Baby Blue Sexe et délires - Toute une aventure

25/8/2007

 


 

Je suis partie de Sherbrooke depuis 5 jours déjà et je suis toujours collé à Montréal. Je suis tout a fait en orbite. C’est à cause de cette rencontre avec cette jolie femme tout en chaleur comme une chatte je pourrais dire hihi.

 

Ça se passe il y a deux jours.

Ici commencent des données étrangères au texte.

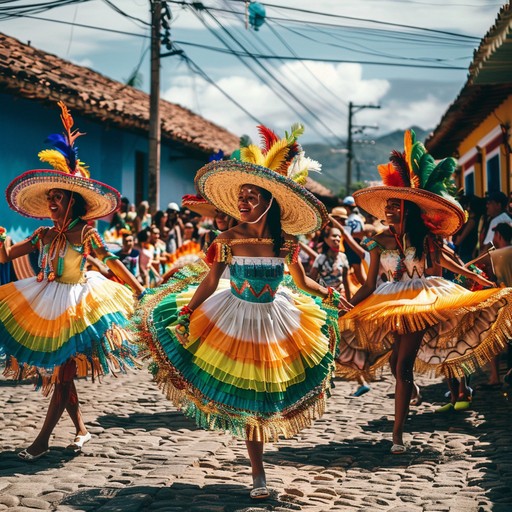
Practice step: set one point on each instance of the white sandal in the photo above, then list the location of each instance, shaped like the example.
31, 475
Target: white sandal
79, 442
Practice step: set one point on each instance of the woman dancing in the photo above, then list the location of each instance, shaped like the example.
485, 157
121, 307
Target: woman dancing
66, 322
254, 357
428, 322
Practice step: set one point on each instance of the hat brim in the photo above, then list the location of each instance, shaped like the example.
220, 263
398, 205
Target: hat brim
26, 194
202, 208
448, 216
220, 181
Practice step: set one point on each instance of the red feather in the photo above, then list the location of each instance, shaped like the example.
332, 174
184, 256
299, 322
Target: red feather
268, 138
390, 176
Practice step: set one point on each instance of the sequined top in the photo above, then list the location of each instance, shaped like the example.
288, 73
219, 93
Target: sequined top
394, 266
68, 265
253, 278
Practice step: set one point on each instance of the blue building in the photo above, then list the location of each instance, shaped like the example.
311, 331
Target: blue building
115, 118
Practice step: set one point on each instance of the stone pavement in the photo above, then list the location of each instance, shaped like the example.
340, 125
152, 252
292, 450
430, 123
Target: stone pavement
145, 456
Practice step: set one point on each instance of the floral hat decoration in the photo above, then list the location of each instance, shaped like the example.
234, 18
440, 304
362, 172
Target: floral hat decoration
280, 167
414, 176
26, 194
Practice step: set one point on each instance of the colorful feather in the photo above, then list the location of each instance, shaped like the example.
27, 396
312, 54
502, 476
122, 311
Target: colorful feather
276, 156
390, 177
401, 167
268, 138
252, 154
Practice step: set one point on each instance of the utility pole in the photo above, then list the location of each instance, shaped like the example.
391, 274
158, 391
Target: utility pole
352, 110
154, 110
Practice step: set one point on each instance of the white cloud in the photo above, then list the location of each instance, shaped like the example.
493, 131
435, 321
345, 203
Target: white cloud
344, 80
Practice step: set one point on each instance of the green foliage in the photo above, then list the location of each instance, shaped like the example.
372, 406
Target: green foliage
334, 164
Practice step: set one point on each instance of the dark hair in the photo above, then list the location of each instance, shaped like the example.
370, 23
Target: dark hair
143, 235
324, 247
505, 230
79, 207
498, 197
274, 222
415, 227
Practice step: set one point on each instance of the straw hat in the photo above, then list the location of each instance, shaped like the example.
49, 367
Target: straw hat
198, 205
280, 167
26, 194
414, 176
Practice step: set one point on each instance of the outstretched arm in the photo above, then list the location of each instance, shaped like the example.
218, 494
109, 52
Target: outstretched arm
10, 252
208, 285
308, 285
371, 281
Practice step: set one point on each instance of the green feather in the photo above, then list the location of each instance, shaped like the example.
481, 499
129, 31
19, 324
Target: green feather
442, 171
297, 130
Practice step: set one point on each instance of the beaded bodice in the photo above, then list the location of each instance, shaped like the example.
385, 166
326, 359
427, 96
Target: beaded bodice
409, 267
255, 279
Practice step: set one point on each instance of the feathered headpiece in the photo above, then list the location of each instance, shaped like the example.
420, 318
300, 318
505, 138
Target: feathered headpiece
27, 193
278, 166
413, 175
65, 155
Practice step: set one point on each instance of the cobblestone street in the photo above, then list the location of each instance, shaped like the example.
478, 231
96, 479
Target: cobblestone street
145, 456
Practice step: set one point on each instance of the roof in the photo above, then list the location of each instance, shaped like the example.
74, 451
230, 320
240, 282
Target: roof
31, 73
488, 85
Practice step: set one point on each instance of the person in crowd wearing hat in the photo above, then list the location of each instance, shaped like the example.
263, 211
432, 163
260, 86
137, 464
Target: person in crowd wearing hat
427, 322
500, 261
65, 322
128, 255
496, 207
175, 225
255, 357
143, 218
354, 227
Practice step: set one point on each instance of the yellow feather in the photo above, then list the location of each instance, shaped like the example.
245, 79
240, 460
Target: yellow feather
54, 158
277, 155
252, 154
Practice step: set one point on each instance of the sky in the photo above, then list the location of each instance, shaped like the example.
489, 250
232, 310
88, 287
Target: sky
409, 58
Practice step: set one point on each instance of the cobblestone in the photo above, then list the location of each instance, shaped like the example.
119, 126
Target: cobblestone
145, 456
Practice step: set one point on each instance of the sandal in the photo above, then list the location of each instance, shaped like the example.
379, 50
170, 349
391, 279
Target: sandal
398, 449
418, 399
462, 405
79, 442
259, 493
28, 457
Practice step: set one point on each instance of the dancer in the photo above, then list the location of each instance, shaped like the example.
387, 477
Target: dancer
255, 358
66, 322
423, 318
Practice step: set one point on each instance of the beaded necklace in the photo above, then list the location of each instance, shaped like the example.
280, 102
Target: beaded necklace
56, 249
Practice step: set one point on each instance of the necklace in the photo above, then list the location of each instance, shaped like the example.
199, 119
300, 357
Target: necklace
55, 250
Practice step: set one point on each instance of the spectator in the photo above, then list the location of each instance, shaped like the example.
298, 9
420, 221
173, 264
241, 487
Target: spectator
496, 207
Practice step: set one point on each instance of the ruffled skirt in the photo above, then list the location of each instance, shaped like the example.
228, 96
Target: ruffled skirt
259, 370
44, 324
463, 330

Je l’appellerai Baby Blue tout comme le nom de ce bar de danseuses nues sur le boulevard St-Laurent on nous avons passés la majeur partie de la soirée et de la nuit à s’apprivoiser, à s’exciter ensemble aux grands plaisirs de ces mademoiselles qui agrémentaient ce must de la scène où elle se donnaient en spectacle intime pour le plus grands de nos plaisirs et sensations érotiques.

 

Dire que tout ça à commencé dans un bar bien ordinaire avec de la grosse draft durant l’après-midi où nous avons fait de plus amples connaissances.

 

Mais pour en revenir à cette soirée, ça décolle en grand lorsque « ma » Baby Blue dès notre entrée dans la place, s’informe de la beauté et de particularités des danseuses. Je m’suis dis ouais, je ne suis pas sortie du bois!!!

 

L’aventure est à son max ce soir les mecs et pour vous aussi mesdames car les portiers sont gentlemens et avec leurs belles gueules, vous aurez étés déçues tout comme elle, d’être exempté de la fouille en règle en cas de port d’armes blanches à laquelle j’ai eut droit hihi. Et ce malgré son insistance auprès du portier qui lui sourit en témoignage d'amusement.

 

Mais elle se reprend davantage lorsqu’elle se fait sortir de la toilette des hommes… Ce n’est pas pour ce que vous croyez hihi…mais je me dis, c’est une vraie sautée cette fille! Heureusement que ma nouvelle copine n’est pas danseuse car il faudrait la retenir pour ne pas qu’elle saute sur les clients tout comme les clientes aussi hihi.

 

Mais la soirée ne fait que commencer parce que cette nuit n’est qu’un préliminaire à quelques jours de dépravations parce qu’il n’y a pas qu’à Montréal que je suis resté collé. Je suis resté collé sur elle, heu, je veux dire chez elle depuis cette nuit torride qui s’est poursuivie à la sortie du bar à trois heures du matin où nous y étions depuis 18h00 après l’autre club depuis le milieu de l’après-midi. Alors vous imaginez notre état?! Dans l’immeuble voisin du club de danseuses, nous nous sommes faites sortir du vestibule dans lequel nous avions commencé à baiser hihi. Sans compter un peu plus tard la police qui nous surprend sur le trottoir… Le tout se poursuit dans un élan de folie après une bonne route à pied, bras dessus, bras dessous, jusque dans ce parc vers les cinq heures du matin où nous nous sommes séparés... Je décide donc de me coucher sous un sapin à cet endroit pour passer le reste de la nuit encore tout ébloui de ma Baby Blue.

 

J’étais un peu perdu où j’étais et complètement gazé dans cette ville qui ne m’est pas familière. Tout est allé si vite ce jour là, tout cette effervescence, cette essence qui brûle comme un fanal au coton et qui allume les instinct animales, retombes du ciel et m’assomment. Mais dans cette brume j’entends qu’on m’appelle. Ça sonne doux à mon oreille. C’est comme un cri de l’âme, le déchirement d’un ange. Elle vient me trouver sous ce sapin et elle vient s’étendre auprès de moi avec son chien de garde. Tient voilà autre chose maintenant!!! Après la chatte en chaleur, voici la maîtresse dominatrice. Il me semble que je me serrais les couilles davantage car je sentais que j’étais pour passer au cash une fois de plus.

 

À sa venue je m’éclate en larmes la face à terre dans l’herbe. Et avec sa bête au bout de sa corde, Baby Blue s’étend à côté de moi où nous sommes deux à capoter dans nos délires et nos émotions de la soirée avec cette rosée de nos yeux qui trempent le sol…

 

Mais depuis ce matin là… et bien, l’aventure se poursuit avec le chien de ma maîtresse, heu encore une fois je divague car je veux dire, avec ma maîtresse qui a du chien!

 

Note:

Tout ça sera un beau souvenir car la réalité m'attrape et je me dois de retourner à Sherbrooke pour lundi pour cause probable de décès à venir. Le frère de mon vieux coloc se meurt alors... il a besoin de moi!